Uma adolescente, com paralisia cerebral profunda, está presa em casa, no Marco de Canaveses, porque necessita de aspiração muito frequente de secreções e a escola não tem quem assegure a tarefa.
Carla Alexandra Madureira Silva, 16 anos, vive com os pais e três irmãos, na calçada de Lamas, na vila de Alpendorada. Vítima de várias complicações de saúde, alegadamente decorrentes de um parto complicado no Hospital de S. João, Porto, a jovem, no dizer dos pais, regista avanços e denota sinais de satisfação com o convívio em ambiente escolar.

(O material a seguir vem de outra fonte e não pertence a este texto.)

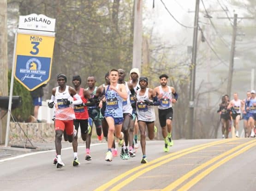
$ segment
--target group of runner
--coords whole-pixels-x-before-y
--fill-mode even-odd
[[[93,123],[98,138],[104,136],[107,142],[105,160],[111,162],[117,156],[114,136],[121,147],[121,158],[127,160],[136,156],[138,129],[140,132],[142,163],[148,162],[146,155],[146,128],[150,140],[154,139],[157,128],[155,126],[155,106],[158,106],[159,118],[164,140],[163,150],[167,152],[173,145],[172,140],[172,104],[178,97],[174,88],[167,85],[168,77],[159,77],[160,85],[154,89],[148,87],[147,77],[140,77],[138,68],[132,69],[128,82],[125,81],[125,72],[112,69],[105,76],[105,83],[95,86],[96,80],[87,79],[88,88],[81,87],[82,79],[73,77],[74,88],[66,85],[67,78],[58,75],[59,86],[53,89],[50,108],[54,108],[55,148],[54,162],[57,168],[65,166],[61,158],[61,139],[72,142],[74,152],[73,165],[80,162],[77,157],[77,131],[80,126],[81,138],[86,141],[85,160],[91,160],[90,144]],[[74,126],[75,128],[74,128]]]
[[[232,121],[235,129],[236,137],[239,137],[239,121],[244,120],[244,137],[255,137],[256,125],[256,95],[255,90],[248,91],[246,98],[239,99],[238,94],[233,94],[230,101],[226,95],[221,97],[221,103],[217,112],[220,115],[222,138],[227,138],[231,131]]]

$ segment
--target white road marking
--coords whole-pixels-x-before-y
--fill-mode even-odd
[[[90,145],[90,146],[95,146],[96,145],[102,145],[102,144],[105,144],[106,143],[95,143],[95,144],[91,144]],[[86,147],[85,146],[77,146],[77,148],[83,148],[83,147]],[[63,149],[61,149],[61,151],[63,151],[65,150],[68,150],[68,149],[73,149],[72,147],[67,147],[67,148],[64,148]],[[5,161],[10,161],[10,160],[14,160],[14,159],[17,159],[17,158],[23,158],[24,157],[28,157],[29,156],[30,156],[30,155],[36,155],[37,154],[41,154],[41,153],[44,153],[46,152],[55,152],[56,151],[55,150],[50,150],[48,151],[39,151],[38,152],[30,152],[30,153],[27,153],[27,154],[24,154],[23,155],[18,155],[15,157],[10,157],[9,158],[5,158],[2,160],[0,160],[0,163],[2,163],[3,162],[5,162]]]

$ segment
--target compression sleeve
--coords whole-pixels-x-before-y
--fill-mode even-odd
[[[83,101],[82,101],[82,99],[81,99],[81,97],[77,94],[74,95],[73,97],[76,98],[76,99],[77,100],[73,101],[72,103],[74,105],[79,105],[83,103]]]

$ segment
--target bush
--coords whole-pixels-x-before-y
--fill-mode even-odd
[[[12,70],[8,72],[8,87],[10,92]],[[34,112],[34,106],[30,96],[30,91],[14,79],[13,83],[13,96],[20,96],[22,99],[21,106],[12,111],[12,113],[19,122],[28,122],[30,115]]]

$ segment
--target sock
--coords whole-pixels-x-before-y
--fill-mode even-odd
[[[171,138],[172,137],[172,132],[171,133],[168,133],[168,137],[169,138]]]
[[[168,138],[167,137],[166,138],[164,139],[164,140],[165,140],[165,144],[167,144],[169,142],[169,140],[168,139]]]
[[[57,158],[58,158],[58,161],[61,161],[61,157],[60,157],[60,155],[58,155],[57,156]]]

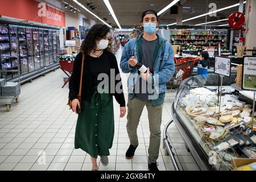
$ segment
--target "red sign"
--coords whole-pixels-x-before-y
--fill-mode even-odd
[[[0,15],[65,27],[64,12],[35,0],[0,0]]]

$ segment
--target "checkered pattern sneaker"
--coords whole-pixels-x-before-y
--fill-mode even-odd
[[[109,164],[109,158],[107,156],[101,156],[101,162],[103,166],[107,166]]]

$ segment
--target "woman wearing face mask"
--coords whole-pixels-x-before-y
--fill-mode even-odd
[[[109,149],[112,147],[114,131],[112,96],[120,105],[120,117],[123,117],[126,113],[122,82],[121,79],[115,80],[115,76],[119,74],[117,60],[106,49],[109,32],[109,28],[104,24],[98,24],[92,27],[81,47],[82,53],[79,53],[75,60],[69,81],[69,97],[72,101],[73,111],[76,113],[75,108],[77,106],[81,109],[76,125],[75,148],[81,148],[90,155],[93,171],[98,170],[98,156],[104,166],[108,164]],[[85,59],[82,60],[83,53]],[[82,61],[84,71],[80,105],[77,95]],[[110,77],[110,72],[114,73],[115,76]],[[107,77],[102,79],[101,76],[98,77],[101,73]],[[102,85],[102,81],[106,81],[105,79],[109,81],[104,86],[100,86]],[[110,86],[114,88],[110,89]],[[102,93],[103,90],[105,92]]]

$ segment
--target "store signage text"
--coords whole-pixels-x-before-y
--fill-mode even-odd
[[[46,17],[48,19],[52,19],[56,21],[61,22],[61,16],[51,12],[50,10],[47,10],[46,3],[40,3],[38,5],[38,7],[40,8],[38,10],[38,15],[39,17]]]

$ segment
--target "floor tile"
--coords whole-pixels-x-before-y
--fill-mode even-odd
[[[23,155],[12,156],[10,155],[3,162],[4,163],[18,163],[24,157]]]
[[[66,165],[66,163],[52,163],[48,167],[47,171],[63,171]]]
[[[107,166],[104,166],[100,164],[99,168],[99,171],[115,171],[115,163],[109,163]]]
[[[0,164],[0,171],[11,171],[17,163],[2,163]]]
[[[71,163],[67,164],[65,171],[81,171],[82,163]]]
[[[29,171],[34,163],[18,163],[13,171]]]
[[[49,164],[49,163],[47,163],[46,164],[35,163],[30,169],[30,171],[46,171]]]
[[[131,163],[117,163],[116,171],[132,171]]]
[[[52,160],[53,163],[67,163],[69,159],[70,155],[56,155]]]
[[[85,155],[72,155],[68,160],[71,163],[84,163]]]

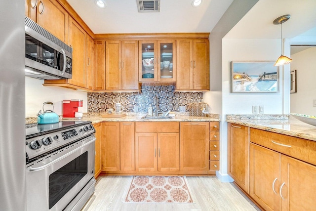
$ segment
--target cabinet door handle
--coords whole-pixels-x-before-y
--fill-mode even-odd
[[[275,179],[275,180],[273,181],[273,183],[272,183],[272,190],[273,190],[273,192],[274,192],[277,195],[277,194],[276,192],[276,190],[275,190],[275,184],[276,183],[276,180],[277,180],[277,178],[276,178]]]
[[[88,66],[90,66],[90,58],[88,57]]]
[[[45,5],[44,5],[44,3],[43,3],[42,2],[40,1],[40,4],[41,4],[41,5],[43,7],[43,9],[42,10],[41,10],[41,12],[40,12],[40,14],[41,15],[42,14],[43,14],[43,13],[44,12],[44,10],[45,10]]]
[[[283,182],[283,183],[282,183],[282,185],[281,185],[281,187],[280,188],[280,196],[281,196],[281,198],[282,198],[282,199],[283,199],[283,200],[285,200],[285,199],[284,198],[284,197],[282,195],[282,188],[283,188],[283,186],[284,186],[285,184],[285,182]]]
[[[239,126],[235,126],[234,125],[232,125],[232,127],[237,127],[237,128],[241,128],[241,127],[239,127]]]
[[[283,147],[292,147],[292,146],[291,145],[287,145],[286,144],[281,144],[280,143],[277,143],[276,142],[276,141],[274,141],[273,140],[271,140],[271,142],[272,143],[273,143],[274,144],[276,144],[277,145],[279,145],[279,146],[282,146]]]
[[[32,1],[31,1],[31,6],[32,7],[32,9],[34,9],[35,7],[36,7],[36,6],[37,5],[38,5],[38,0],[36,0],[35,4],[33,3]]]

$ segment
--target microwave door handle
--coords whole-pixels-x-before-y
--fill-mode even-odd
[[[65,51],[63,48],[62,48],[60,51],[61,51],[61,53],[63,54],[63,56],[64,56],[64,66],[63,66],[63,72],[61,73],[61,75],[63,76],[65,74],[65,71],[66,71],[66,67],[67,67],[67,61],[66,58],[66,53],[65,53]]]

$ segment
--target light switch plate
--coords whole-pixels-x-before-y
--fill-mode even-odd
[[[264,106],[259,106],[259,113],[263,114],[265,112],[265,107]]]
[[[252,113],[258,114],[258,106],[252,106]]]
[[[179,112],[186,112],[186,106],[179,106]]]

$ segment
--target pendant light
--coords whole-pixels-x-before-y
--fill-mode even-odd
[[[281,55],[277,59],[275,64],[273,65],[280,66],[284,64],[288,64],[292,61],[292,59],[288,57],[287,56],[283,56],[282,55],[282,50],[283,49],[283,39],[282,37],[282,24],[287,21],[290,19],[291,15],[284,15],[279,17],[273,21],[273,24],[275,25],[281,24]]]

A assistência à pequena Carla requer alguém com experiência e sobretudo com formação técnica na área da saúde. Para tal, o Agrupamento de Escolas de Alpendorada alega que fez um pedido especial ao Gabinete de Gestão Financeira da DREN, para que seja dada luz verde à contratação e colocação de um técnico de saúde - um enfermeiro - na referida escola. "Porém, até agora, não há resposta", disse ao JN fonte do agrupamento.

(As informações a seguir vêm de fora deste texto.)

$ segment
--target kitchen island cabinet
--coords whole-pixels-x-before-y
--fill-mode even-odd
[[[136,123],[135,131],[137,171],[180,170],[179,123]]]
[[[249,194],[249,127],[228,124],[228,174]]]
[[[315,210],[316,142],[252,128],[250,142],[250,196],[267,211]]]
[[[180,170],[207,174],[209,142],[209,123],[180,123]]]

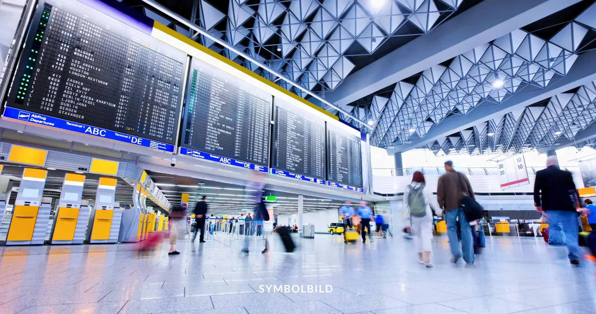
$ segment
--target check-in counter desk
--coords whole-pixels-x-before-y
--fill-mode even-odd
[[[48,172],[25,168],[10,217],[7,245],[43,244],[48,230],[52,198],[42,197]]]

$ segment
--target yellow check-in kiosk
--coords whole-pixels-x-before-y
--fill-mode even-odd
[[[83,243],[89,222],[89,201],[82,200],[85,176],[66,173],[56,204],[50,243]]]
[[[122,210],[114,201],[117,181],[101,177],[95,196],[95,204],[89,214],[91,228],[88,229],[89,243],[116,243],[118,242]]]
[[[48,172],[43,169],[23,169],[6,245],[44,244],[52,209],[52,198],[42,197],[47,175]]]

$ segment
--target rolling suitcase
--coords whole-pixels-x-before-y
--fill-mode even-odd
[[[544,238],[544,242],[548,243],[548,233],[550,229],[548,228],[542,228],[542,237]]]
[[[347,229],[343,232],[343,239],[347,242],[355,243],[360,234],[353,229]]]
[[[282,226],[277,229],[277,233],[280,234],[281,241],[284,243],[284,246],[285,247],[286,252],[293,252],[294,248],[296,247],[294,245],[294,241],[292,240],[292,237],[290,235],[290,227],[285,226]]]

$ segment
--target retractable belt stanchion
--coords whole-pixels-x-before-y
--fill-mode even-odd
[[[67,173],[57,205],[50,241],[52,244],[83,243],[89,222],[89,204],[82,197],[85,176]]]
[[[95,205],[90,215],[92,225],[88,232],[89,243],[118,242],[122,210],[120,204],[114,201],[117,182],[116,179],[100,178]]]
[[[43,244],[52,198],[42,197],[48,172],[25,168],[10,217],[6,245]]]
[[[0,173],[2,173],[3,167],[4,166],[0,164]],[[10,193],[10,191],[7,192]],[[6,212],[6,194],[0,194],[0,227],[2,226],[2,222],[4,219],[4,212]]]

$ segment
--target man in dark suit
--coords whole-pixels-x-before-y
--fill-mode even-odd
[[[558,224],[561,224],[569,260],[573,265],[579,263],[578,212],[573,203],[576,195],[571,173],[559,169],[557,156],[548,156],[547,168],[536,173],[534,205],[536,210],[544,212],[548,218],[550,234],[560,232]]]
[[[194,237],[193,241],[197,238],[197,231],[201,229],[201,235],[198,239],[199,243],[204,243],[203,235],[205,232],[205,217],[207,216],[207,197],[203,195],[203,200],[197,203],[194,207],[194,219],[197,220],[197,228],[194,229]]]

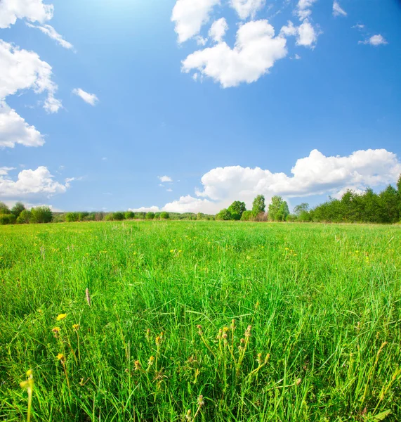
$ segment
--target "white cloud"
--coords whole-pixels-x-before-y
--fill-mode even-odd
[[[48,37],[50,37],[52,39],[54,39],[57,44],[60,44],[62,47],[72,50],[74,49],[74,46],[70,43],[64,39],[63,35],[60,35],[51,25],[44,25],[41,26],[34,25],[32,23],[27,23],[27,25],[31,28],[37,28],[41,31],[44,34],[46,34]]]
[[[72,94],[81,97],[85,101],[85,103],[91,104],[91,106],[96,106],[99,101],[99,98],[96,96],[96,94],[86,92],[83,89],[81,89],[81,88],[74,88],[72,90]]]
[[[15,143],[41,146],[44,139],[34,126],[29,126],[15,110],[0,100],[0,148],[13,148]]]
[[[0,28],[8,28],[17,19],[43,23],[53,18],[53,6],[42,0],[1,0]]]
[[[54,97],[58,87],[51,80],[51,66],[36,53],[0,40],[0,99],[30,89],[37,94],[47,93],[46,111],[58,111],[61,102]]]
[[[296,5],[296,13],[300,20],[304,20],[312,14],[310,8],[317,0],[299,0]]]
[[[209,21],[213,8],[220,0],[177,0],[171,20],[178,42],[183,43],[199,34],[203,25]]]
[[[383,35],[379,34],[378,35],[373,35],[369,39],[365,41],[360,41],[358,44],[370,44],[371,46],[376,47],[377,46],[381,46],[388,43],[386,41]]]
[[[230,4],[239,18],[244,20],[248,18],[253,19],[265,5],[265,0],[231,0]]]
[[[224,18],[215,20],[209,31],[209,36],[216,42],[221,42],[225,32],[228,29],[227,21]]]
[[[286,43],[284,37],[275,37],[275,30],[267,20],[251,21],[238,30],[234,49],[221,42],[195,51],[183,61],[182,70],[198,70],[223,88],[254,82],[287,56]]]
[[[341,8],[339,3],[334,0],[333,3],[333,15],[334,16],[346,16],[347,12]]]
[[[283,37],[296,37],[296,45],[313,48],[317,41],[318,33],[309,20],[305,19],[298,27],[289,20],[287,25],[280,30],[280,34]]]
[[[166,204],[162,210],[177,212],[215,213],[234,200],[251,207],[255,196],[263,194],[268,203],[274,195],[286,198],[330,194],[338,196],[344,189],[357,191],[397,181],[401,161],[385,149],[359,151],[348,156],[327,157],[313,150],[299,159],[291,175],[272,173],[259,167],[218,167],[202,178],[202,190]]]
[[[49,198],[64,193],[72,180],[67,179],[64,184],[55,181],[47,167],[43,166],[36,170],[22,170],[16,180],[9,177],[8,174],[3,174],[0,177],[0,197],[8,199]]]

Já o Ministério da Educação, em resposta ao JN, pouco ou nada acrescenta. "A situação está a ser analisada pelos serviços, por forma a definir muito em breve uma solução para as especificidades da aluna", explicou, laconicamente, fonte do Ministério da Educação e Ciência (MEC).

O ano letivo já começou há uma semana, mas a pequena Carla permanece em casa e ninguém sabe quando é que poderá regressar, em segurança, à EB1 do Cruzeiro.

"A escola recebe-a de braços abertos. Não nos responsabilizamos é pelo acompanhamento clínico. Não temos ninguém habilitado para fazer esse serviço. Se os pais quiserem vir cá sempre que for necessária a assistência, nós temos as portas abertas para a Carla", clarifica o Agrupamento de Escolas de Alpendorada.